Oh, Daniel! It's really cool, isn't it?
It's quite fun. Um...yeah.
And lovely little brass details. Those are really good, aren't they?
Yeah, so the brass and the blue really complement each other.
Then we've got some of that colouring coming into the print in the back as well.
Yeah, nice to see that with the lovely wallpaper.
We did flip-flop a bit on colour.
In the end, we wanted to have quite a hardy finish on it,
so we used quite a strong metal paint, so, yeah,
that's how we ended up with the blue.
Well, I'm loving the gloss and the detail.
It's lovely seeing it floating up on those legs.
Did you have to make them or did you manage to buy them?
I bought them in the end,
because I found a guy that mainly makes hairpin legs and, er,
thinking about bringing it in on budget,
if I'd bought the materials and welded it here,
it would have cost more, so...
It far exceeds my expectation of what should've been done with that old tin trunk.
It was never going to end up like this, and the fact that you have
seen the vision to do it, I think is brilliant work. Thank you so much.
Great. Thank you, Sarah. Cheers.
Daniel's done an outstanding job, and bang on budget.
That went well.
You know, it's one of the more characterful pieces,
so I'm glad that it was well received.
Sarah first came across the old tin trunk in Richard's van.
Now, I like the look of that. That's lovely.
-I want it. Can I have it?
-Yeah, perfect, not a problem.
Brilliant. Let me take that away. I think I shall be able to carry that.
And Sarah picked bright spark Daniel to give it a new lease of life.
The cocktail cabinet was snapped up by Nick Smith,
who sells to clients all over the world
from his online vintage and retro shop.
Now she's visiting Richard
to show him how she transformed that old tin trunk.
-How are you doing?
-Very good, thank you.
-I said when we met at the tip that I'd like to come and catch up with you about your old trunk.
So I'm here.

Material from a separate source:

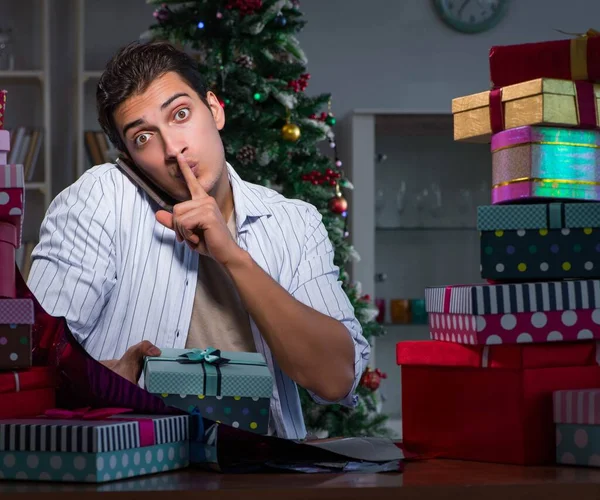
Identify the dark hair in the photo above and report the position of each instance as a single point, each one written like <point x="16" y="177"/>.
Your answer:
<point x="132" y="70"/>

Have you thought about what we might have done with it?
Not a clue. I mean, there were some paint marks on it that probably needed cleaning off,
but not a clue what they would have done with it, to be honest. We were just looking to get rid of it.
It was an old trunk and no-one would want it.

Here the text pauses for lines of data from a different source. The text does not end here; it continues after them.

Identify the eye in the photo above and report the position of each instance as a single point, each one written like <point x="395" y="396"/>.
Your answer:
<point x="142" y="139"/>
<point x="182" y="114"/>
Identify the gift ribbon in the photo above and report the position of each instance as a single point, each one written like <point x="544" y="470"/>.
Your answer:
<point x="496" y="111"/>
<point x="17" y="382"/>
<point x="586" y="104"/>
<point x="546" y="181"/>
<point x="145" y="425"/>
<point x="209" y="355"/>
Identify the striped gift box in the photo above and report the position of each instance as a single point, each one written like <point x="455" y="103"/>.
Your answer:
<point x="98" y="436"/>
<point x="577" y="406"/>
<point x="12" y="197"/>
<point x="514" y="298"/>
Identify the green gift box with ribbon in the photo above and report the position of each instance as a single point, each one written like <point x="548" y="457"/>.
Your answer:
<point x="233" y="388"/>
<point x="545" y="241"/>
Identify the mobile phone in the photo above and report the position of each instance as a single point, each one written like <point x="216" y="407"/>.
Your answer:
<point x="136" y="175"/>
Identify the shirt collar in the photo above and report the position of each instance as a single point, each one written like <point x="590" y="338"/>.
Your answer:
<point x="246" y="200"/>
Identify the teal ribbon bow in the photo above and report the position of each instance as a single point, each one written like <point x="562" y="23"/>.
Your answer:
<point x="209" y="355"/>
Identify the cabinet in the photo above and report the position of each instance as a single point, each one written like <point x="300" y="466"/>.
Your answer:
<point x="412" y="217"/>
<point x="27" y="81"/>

It turns out your trunk was a very lucky trunk, because I work with a designer called Daniel Heath,
who is the most amazing surface-pattern designer.
-Do you want to see what he did?
-I'd love to, yes.
OK, so, I think you probably remember it looking more like this.

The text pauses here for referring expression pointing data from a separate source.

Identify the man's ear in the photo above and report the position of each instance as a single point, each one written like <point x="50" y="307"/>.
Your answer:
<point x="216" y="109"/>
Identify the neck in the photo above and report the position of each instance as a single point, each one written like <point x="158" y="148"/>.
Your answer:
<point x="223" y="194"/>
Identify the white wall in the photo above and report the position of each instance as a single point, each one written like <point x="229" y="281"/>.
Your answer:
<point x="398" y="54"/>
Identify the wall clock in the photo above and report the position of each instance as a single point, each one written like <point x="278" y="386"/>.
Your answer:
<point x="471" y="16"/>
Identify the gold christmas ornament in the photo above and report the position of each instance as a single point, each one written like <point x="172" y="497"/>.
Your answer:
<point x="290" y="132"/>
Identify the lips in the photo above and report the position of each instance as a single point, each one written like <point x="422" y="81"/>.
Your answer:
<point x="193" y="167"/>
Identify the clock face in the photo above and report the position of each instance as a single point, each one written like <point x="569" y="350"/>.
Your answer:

And this is Daniel with his finished piece.
-What do you reckon?
-Can you imagine that your trunk
would ever have ended up looking like that?
I would never have thought it would look like that.
He's done a brilliant job on it.
So I showed it to a dealer that I work with
and he came along and snapped it up.
It's a great thing, and actually managed to make some profit for you.
So I have got £125 here for you...
-Wow, that's great!
-..for your old trunk.
-I never expected to get any money for it.
-What would you do with that?
Well, we're going away in the summer so we'll probably put it towards that,
to have a nice time with the children.
I think that's a great thing to do with it, and thank you so much
for taking the time, at the tip and today, to let me catch up with you.
-No problem at all.
-Thank you ever so much.
I think both Richard and I were surprised with how much
Daniel managed to achieve with that old trunk,
and it sounds like the family are going to have a few special treats on holiday now.
So, Daniel charged Sarah £275 for the makeover.
Sarah sold it to Nick for 400
and Richard gets to put £125 into the holiday kitty.
Sarah upcycled three unwanted items.
They proved to be a good bit of business
and good for the environment.
Rather than being chucked in the landfill,
they're being cherished in a home.
Well, they were three brilliant transformations,
from tip-bound to top end,
with money for nothing made along the way.
Sarah saves an interesting collection of items that were destined for the tip in Walsall, but can an old phone chair, a metal chest and some offcuts of wood be changed from drab to designer? Upcycling expert Jay Blades is a master with a paintbrush and is out to convince Sarah that his bright and bold design ideas can make an old bit of furniture cool again, while award-winning designer Daniel Heath has his hands full giving the old metal chest a retro makeover.